I already unauthorisedly added that so I don't get grumpygrams from
Stephen ;)

> Happy to resend the fixed series if it helps; it looks like you've
> already basically sorted it though?

THanks, it doesn't appear necessary at this time.

Re: [PATCH v4 7/7] mm/mm_init: Use for_each_valid_pfn() in init_unavailable_range()

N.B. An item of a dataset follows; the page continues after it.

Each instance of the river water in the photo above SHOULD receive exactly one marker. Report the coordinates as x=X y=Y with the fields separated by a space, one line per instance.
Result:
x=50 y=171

Posted by Lorenzo Stoakes 9 months, 2 weeks ago

This fixes the issues for me thanks David + thanks Andrew for taking so
quick! :)

I know you're probably rebasing this Andrew so maybe not so useful, but
fwiw wrt the reported issue:

Tested-by: Lorenzo Stoakes <lorenzo.stoakes@oracle.com>

On Sun, Apr 27, 2025 at 04:07:46PM -0700, Andrew Morton wrote:
> On Sat, 26 Apr 2025 09:30:50 +0100 David Woodhouse <dwmw2@infradead.org> wrote:
>
> > On Fri, 2025-04-25 at 16:38 -0700, Andrew Morton wrote:
> > > On Fri, 25 Apr 2025 17:11:10 +0100 Lorenzo Stoakes <lorenzo.stoakes@oracle.com> wrote:
> > >
> > > > Andrew - can we drop this from mm-new? It's breaking it.
> > >
> > > I almost did, but David seems to have a fix.
> > >
> > > --- a/include/linux/mmzone.h~mm-mm_init-use-for_each_valid_pfn-in-init_unavailable_range-fix
> >
> > The symptoms only manifested when it got used in
> > init_unavailable_range() but that's actually a fix for the sparsemem
> > implementation of for_each_valid_pfn(), as David H surmised.
> >
> > Please could the fix be folded into
> > mm-implement-for_each_valid_pfn-for-config_sparsemem.patch ?
>
> yep, that's why I named the patch file
> "mm-mm_init-use-for_each_valid_pfn-in-init_unavailable_range-fix.patch".
> To tell myself to fold it into
> mm-mm_init-use-for_each_valid_pfn-in-init_unavailable_range.patch.
>
> > This is what it should look like with the fix:
> > https://git.infradead.org/?p=users/dwmw2/linux.git;a=commitdiff;h=55bebbb093
>
> We're good.
>
> > If you want to keep the fix separate, then that's the patch that it
> > fixes. Do you want a commit message? I'll certainly give you a proper
> > SoB:
> >
> > Signed-off-by: David Woodhouse <dwmw@amazon.co.uk>
>
> I already unauthorisedly added that so I don't get grumpygrams from
> Stephen ;)
>
> > Happy to resend the fixed series if it helps; it looks like you've
> > already basically sorted it though?
>
> THanks, it doesn't appear necessary at this time.